Monday, October 23, 2023

The largest tank battle in history began 77 years ago today — here’s how it changed WWII, ( battle of Kursk).

 The largest tank battle in history began 77 years ago today — here’s how it changed WWII, ( battle of Kursk).




German infantryman Raimund Rüffer would never forget the first day of Hitler’s offensive toward the Russian city of Kursk

"Ivan bullets zipped around us; I could hear them flying past my ears. 

I expected to be cut down any moment or blown to smithereens by the shells that slammed about….I heard my old friend Ernst panting seconds before his right arm was torn from his body by an explosion that flung his rifle at my feet. 

He whimpered as I moved toward him, but was silent by the time that I was at his side. 

A movement to my right.
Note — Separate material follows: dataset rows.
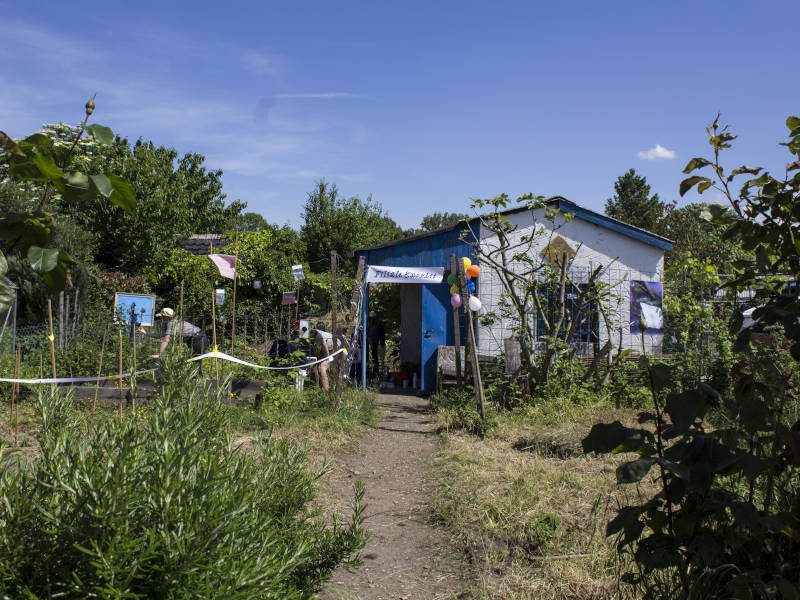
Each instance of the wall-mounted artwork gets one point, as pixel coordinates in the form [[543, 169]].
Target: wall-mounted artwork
[[646, 303], [143, 305]]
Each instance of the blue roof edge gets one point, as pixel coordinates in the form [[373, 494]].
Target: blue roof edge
[[566, 206]]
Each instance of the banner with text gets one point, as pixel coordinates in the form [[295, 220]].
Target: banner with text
[[405, 274]]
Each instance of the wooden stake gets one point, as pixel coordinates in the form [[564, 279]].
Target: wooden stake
[[14, 388], [75, 311], [99, 368], [120, 374], [457, 330], [51, 337], [66, 323], [214, 316], [61, 320], [132, 385], [337, 364], [180, 317], [235, 272], [476, 372]]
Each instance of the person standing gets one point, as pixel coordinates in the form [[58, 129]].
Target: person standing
[[324, 346], [189, 334]]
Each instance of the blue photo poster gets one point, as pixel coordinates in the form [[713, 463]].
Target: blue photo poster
[[143, 305], [646, 298]]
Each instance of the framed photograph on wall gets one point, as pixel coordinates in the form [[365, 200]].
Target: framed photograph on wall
[[646, 301], [142, 304]]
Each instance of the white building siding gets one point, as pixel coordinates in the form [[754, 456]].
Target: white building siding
[[595, 246]]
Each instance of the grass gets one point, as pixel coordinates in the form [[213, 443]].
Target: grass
[[527, 506], [311, 416]]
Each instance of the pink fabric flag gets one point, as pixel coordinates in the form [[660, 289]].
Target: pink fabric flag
[[225, 263]]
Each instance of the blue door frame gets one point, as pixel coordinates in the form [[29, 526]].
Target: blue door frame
[[434, 331]]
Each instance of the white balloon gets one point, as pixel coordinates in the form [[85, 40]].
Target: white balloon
[[474, 304]]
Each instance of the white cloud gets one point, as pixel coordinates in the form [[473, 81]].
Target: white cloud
[[263, 64], [656, 152], [316, 95]]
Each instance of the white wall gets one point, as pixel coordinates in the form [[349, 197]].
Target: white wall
[[595, 246]]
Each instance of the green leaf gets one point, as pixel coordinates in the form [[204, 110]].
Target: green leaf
[[680, 471], [56, 279], [627, 519], [9, 145], [47, 166], [43, 260], [39, 140], [103, 184], [6, 296], [77, 179], [695, 163], [682, 409], [661, 375], [614, 437], [690, 182], [101, 133], [123, 195], [633, 471], [704, 186]]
I twisted to see a camouflaged cover being thrown off a trench. I instinctively yelled a warning, dropped to one knee and squeezed the trigger of my rifle. 

The butt kicked and a round was sent hurtling toward a faceless Soviet soldier. In that same instant I was knocked off my feet as though hit by a heavyweight boxer. A Soviet round had struck me in the shoulder, shattering the bone and leaving me gasping for air."

Soviet tank officer Yevgeny Shkurdalov: “I knocked the first tank out while I was moving along a railroad platform, and literally one hundred meters [328 feet] away I saw a Tiger tank standing on the side that started to fire at our tanks

Apparently it had knocked out a good number of our machines, seeing as how tanks were driving with their sides to it, and it kept firing at their sides. I aimed an armor-piercing shot at it and fired. The tank burst into flames.

 I fired again, and yet more flames.

The crew bailed out, but, for some reason, I wasn’t up to it [to go after them]. I went around the tank, then knocked a T-III and a Panther out.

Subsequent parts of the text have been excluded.